A Syrian rebel commander speaking from Turkey said Jund al-Aqsa has proven recently that it is a branch of the Daesh group that is the arch rival of al-Qaeda’s Fatah al-Sham Front.

The commander said Jund al-Aqsa fighters stormed several areas controlled by the Levant Liberation Committee and killed some of its members, triggering intense fighting.

“There is no solution but to uproot Jund al-Aqsa,” the commander said.

The Britain-based Syrian Observatory for Human Rights said the Levant Liberation Committee has captured six villages from Jund al-Aqsa.

It said two days of fighting had left 69 fighters dead, including 39 from the Levant Liberation Committee. It said the 30 dead from Jund al-Aqsa included four suicide attackers who blew up their vehicles.

Abdul-Rahim Attoun, a senior al-Qaeda religious official in Syria, blamed Jund al-Aqsa for being a group that paid allegiance to Daesh.

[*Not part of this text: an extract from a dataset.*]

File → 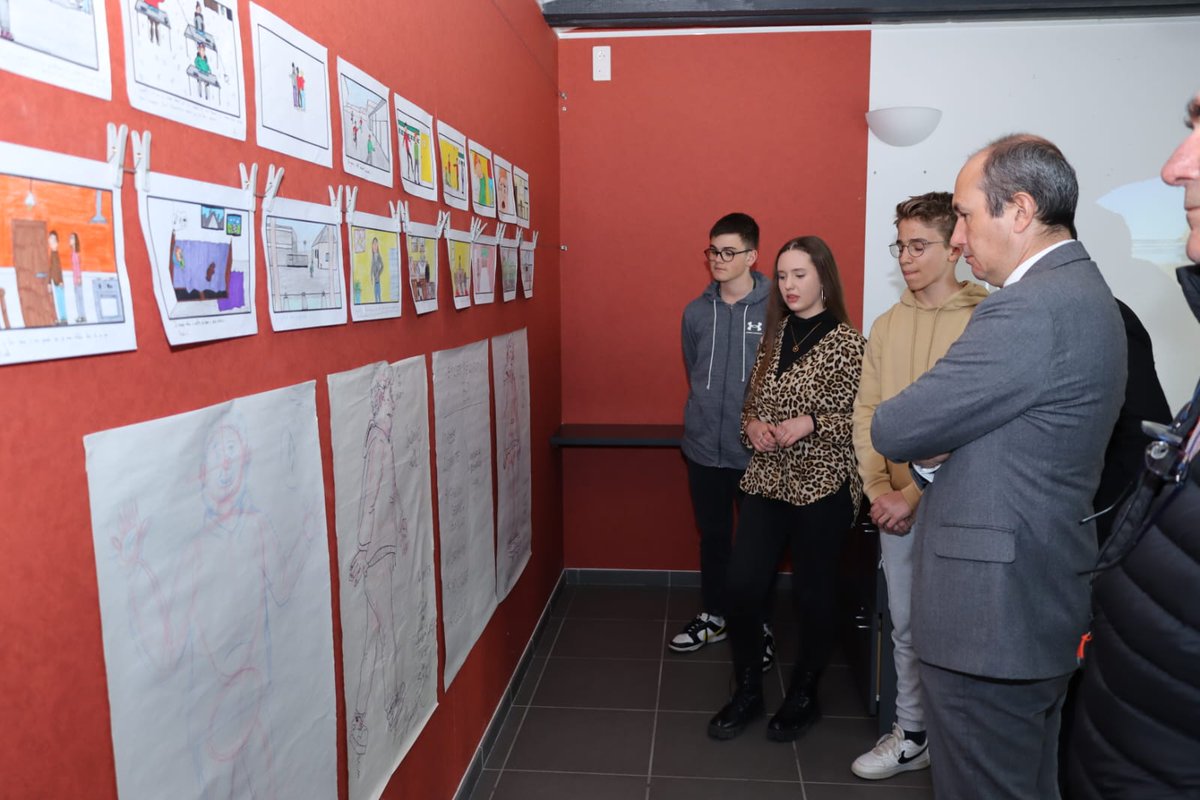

He added that Jund al-Aqsa was blocking roads used by the Levant Liberation Committee to attack government forces.

A Jund al-Aqsa commander who goes by the name of Karmo said the fighting was triggered by Levant Liberation Committee attacks on Jund al-Aqsa positions.

In the southern city of Daraa, where clashes between insurgents and government forces have continued for days, opposition activist Ahmad al-Masalmeh said an air raid had hit a hospital, putting it out of service.